Some
few, who had mighty kinsmen in the North,
fled and spread the evil tidings. Only one
neither fled nor was baptized, and that one was
Lage Ulfson Kvaerk, the ancestor of the present
Lage. He slew his best steed before Asathor's
altar, and promised to give him whatever he
should ask, even to his own life, if he would
save him from the vengeance of the king. Asathor
heard his prayer.

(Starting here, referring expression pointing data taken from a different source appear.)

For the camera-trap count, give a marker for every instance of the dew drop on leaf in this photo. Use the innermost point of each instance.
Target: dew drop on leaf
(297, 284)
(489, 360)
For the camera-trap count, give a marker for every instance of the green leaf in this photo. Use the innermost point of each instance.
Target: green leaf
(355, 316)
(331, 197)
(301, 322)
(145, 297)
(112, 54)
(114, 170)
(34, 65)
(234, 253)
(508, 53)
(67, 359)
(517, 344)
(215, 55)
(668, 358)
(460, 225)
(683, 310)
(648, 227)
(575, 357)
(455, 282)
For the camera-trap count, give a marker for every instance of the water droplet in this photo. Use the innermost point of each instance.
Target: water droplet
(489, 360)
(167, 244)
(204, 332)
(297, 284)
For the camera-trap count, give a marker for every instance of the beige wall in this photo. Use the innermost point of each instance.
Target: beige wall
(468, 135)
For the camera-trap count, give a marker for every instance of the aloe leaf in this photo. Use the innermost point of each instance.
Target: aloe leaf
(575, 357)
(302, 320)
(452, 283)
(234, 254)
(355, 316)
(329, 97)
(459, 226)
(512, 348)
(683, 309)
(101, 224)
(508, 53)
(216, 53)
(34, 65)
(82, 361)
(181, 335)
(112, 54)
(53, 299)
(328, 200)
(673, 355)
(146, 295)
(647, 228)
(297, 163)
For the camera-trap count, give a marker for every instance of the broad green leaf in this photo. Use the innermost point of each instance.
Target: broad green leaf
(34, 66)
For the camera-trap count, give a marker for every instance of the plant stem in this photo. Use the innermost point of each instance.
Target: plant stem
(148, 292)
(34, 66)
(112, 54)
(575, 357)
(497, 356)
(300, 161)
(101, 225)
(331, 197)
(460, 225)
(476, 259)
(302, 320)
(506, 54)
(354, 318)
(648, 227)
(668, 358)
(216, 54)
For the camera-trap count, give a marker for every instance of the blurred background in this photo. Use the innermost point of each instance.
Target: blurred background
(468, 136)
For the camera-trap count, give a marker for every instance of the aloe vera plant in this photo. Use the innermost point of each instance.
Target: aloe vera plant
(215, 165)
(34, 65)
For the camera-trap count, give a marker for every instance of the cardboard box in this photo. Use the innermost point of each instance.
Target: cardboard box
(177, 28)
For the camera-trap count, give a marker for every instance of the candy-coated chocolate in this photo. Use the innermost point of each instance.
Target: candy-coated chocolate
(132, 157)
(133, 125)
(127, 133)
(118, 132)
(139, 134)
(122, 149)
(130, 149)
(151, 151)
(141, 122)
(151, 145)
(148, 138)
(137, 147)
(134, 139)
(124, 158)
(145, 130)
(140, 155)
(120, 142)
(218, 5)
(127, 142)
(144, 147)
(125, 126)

As the sun set, a storm
sprung up with thick darkness and gloom, the
earth shook, Asathor drove his chariot over the
heavens with deafening thunder and swung his
hammer right and left, and the crackling lightning
flew through the air like a hail-storm of
fire. Then the peasants trembled, for they knew
that Asathor was wroth. Only the king sat
calm and fearless with his bishop and priests,
quaffing the nut-brown mead. The tempest
raged until morn. When the sun rose, Saint
Olaf called his hundred swains, sprang into the
saddle and rode down toward the river. Few
men who saw the angry fire in his eye, and the
frown on his royal brow, doubted whither he
was bound. But having reached the ford, a
wondrous sight met his eye. Where on the day
before the highway had wound itself up the
slope toward Lage Kvaerk's mansion, lay now a
wild ravine; the rock was shattered into a
thousand pieces, and a deep gorge, as if made
by a single stroke of a huge hammer, separated
the king from his enemy. Then Saint Olaf
made the sign of the cross, and mumbled the
name of Christ the White; but his hundred
swains made the sign of the hammer under their
cloaks, and thought, Still is Asathor alive.